Felix came in. When he saw Sophie he hesitated and let his gaze go blank and wander about the room. Croke he ignored.
‘What a place!’ he said. ‘You know there is no telephone?’
She watched him, her eyes narrowed against the smoke of her cigarette. She had heard him creeping about in the hotel corridor last night, until that little bitch had let him in, she was sure of it. She had been using her cupped hand as an ashtray and now she held the swiftly smoking stub of her cigarette aloft and looked about her with a frown. Felix stepped smartly to the mantelpiece and found a saucer there and brought it to her. He watched with what seemed almost fondness as she leaned forward and crushed out the butt. The last, acrid waft of smoke was like something swift and bitter being said. She raised her eyes briefly and then looked away.
‘You know who he is,’ he said, ‘the Professor? You recognised him?’ She shrugged, and he shook his head at her reprovingly. ‘O Fama …!’ He heaved a histrionic sigh.
‘Tell me, then,’ she said, stung. ‘Tell me who he is.’
‘Someone famous. A famous man.’
She looked sceptical.
‘Oh yes?’
He nodded with mock solemnity and laid a finger to the side of his nose. She felt herself flush. She said brusquely:
‘Should you not go and see if the Princess is sleeping soundly?’
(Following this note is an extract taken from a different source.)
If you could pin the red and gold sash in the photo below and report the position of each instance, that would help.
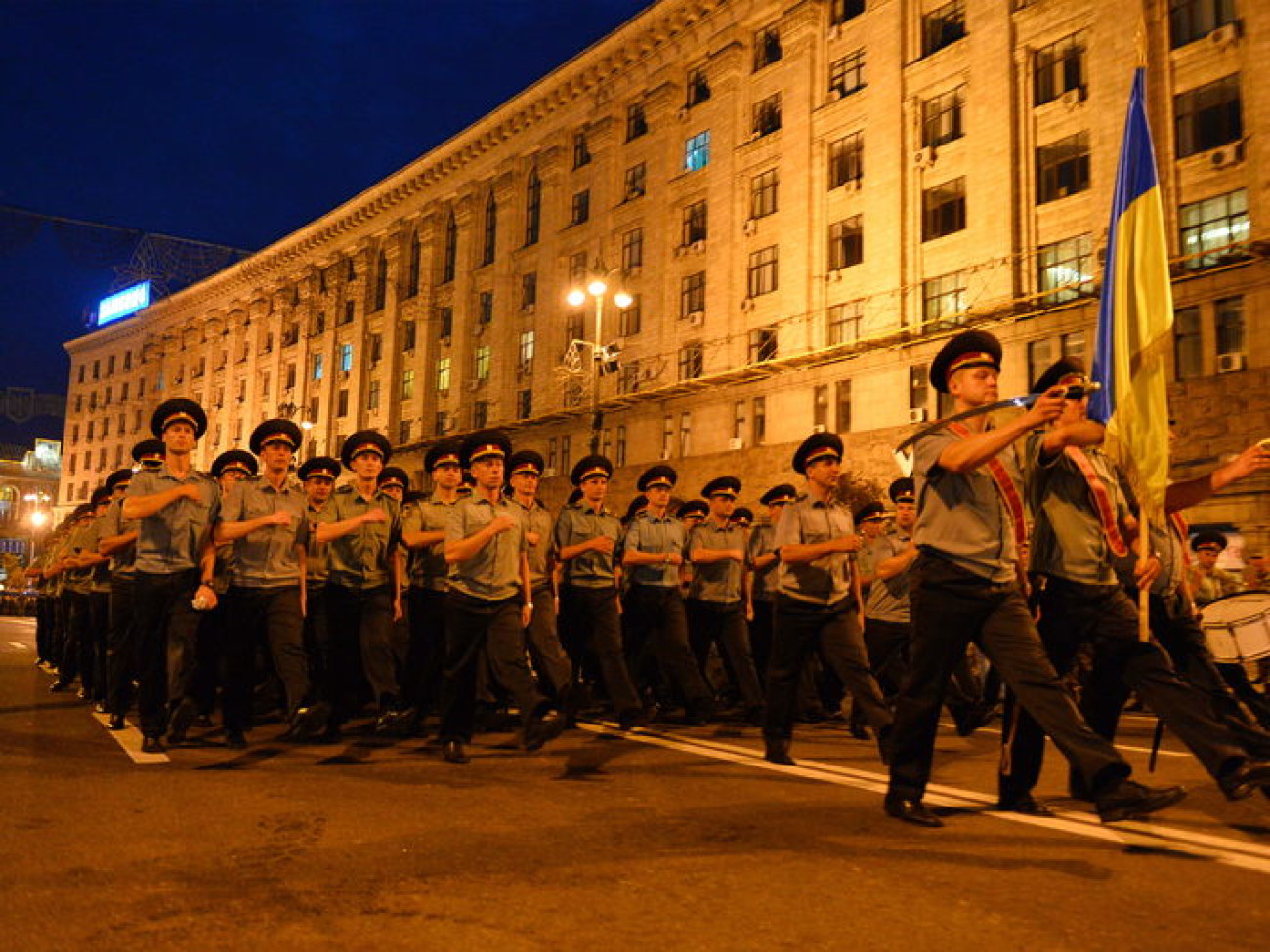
(1101, 500)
Still he leaned above her in his buttoned brown suit and stringy tie, a pent-up, parcelled man, his smile twitching and one eyebrow arched, studying her. She drew the collar of her jacket tight about her throat.
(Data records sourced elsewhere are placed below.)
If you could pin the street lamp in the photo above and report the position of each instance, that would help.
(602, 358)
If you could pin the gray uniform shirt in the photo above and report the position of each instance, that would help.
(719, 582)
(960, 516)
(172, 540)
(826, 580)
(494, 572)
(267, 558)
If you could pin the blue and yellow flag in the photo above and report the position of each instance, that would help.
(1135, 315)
‘Am I,’ he said, ‘the charming Prince, I wonder, or the Beast?’ She did not answer and he advanced his smiling face close to hers and softly asked: ‘Are you jealous?’
She laughed out loud.
‘What, of her?’
He shook his head once.
‘I meant of me,’ he said.
She opened wide her eyes and looked at him steadily with a formless smile and said nothing. Croke stood motionless with his head lifted as if he were listening to something in the distance, an echo of that voice out of the ether. (Th
at gold thing, like a sort of sunburst, with the big gold knobs on the handle and the big square base, and the price tag still on the instep of the priest’s shoe when he genuflected; smell of incense and of candle-grease, the fleshy stink of lilies – what was it called?) There was a gust of wind, and the rain whispered softly like blown sand against the glass. Felix turned from Sophie with a flourish and strolled up the room and down again at an equine prance, seeming pleased with himself, humming lightly under his breath and smirking. He stopped to examine the stuffed owl, his narrow head lifted at an angle and his lips pursed. A spot of silver light gleamed in the hollow of his temple. He took a dented, flat gold case from his breast pocket and extracted from it a black cheroot and lit it carefully, holding it clipped between the second and third fingers of his left hand.
‘I see you kept your baccy dry, anyhow,’ Croke at the window said, and still was ignored.
‘We have not had a real talk, you and I,’ Felix said to Sophie over his shoulder, making a frowning face at the owl. A ribbon of harsh smoke trickled out at the corners of his mouth. The bird stared back at him with apoplectic fixity. ‘We should, I think, don’t you?’
Abruptly the rain stopped and the sun came out shakily and everything outside shimmered and dripped.
‘Talk?’ Sophie said. ‘Talk about what?’
‘Oh, anything. Everything. I am trying to be friendly, you see.’
Sophie considered his narrow back for a moment thoughtfully.
‘Who is he?’ she said. ‘That old man.’
‘What? I told you: a famous person. From the past. A professor of fine arts.’ He seemed to find that very funny. ‘Oh yes,’ he said, laughing without sound, one bony shoulder shaking, ‘a great appreciator of the fine arts!’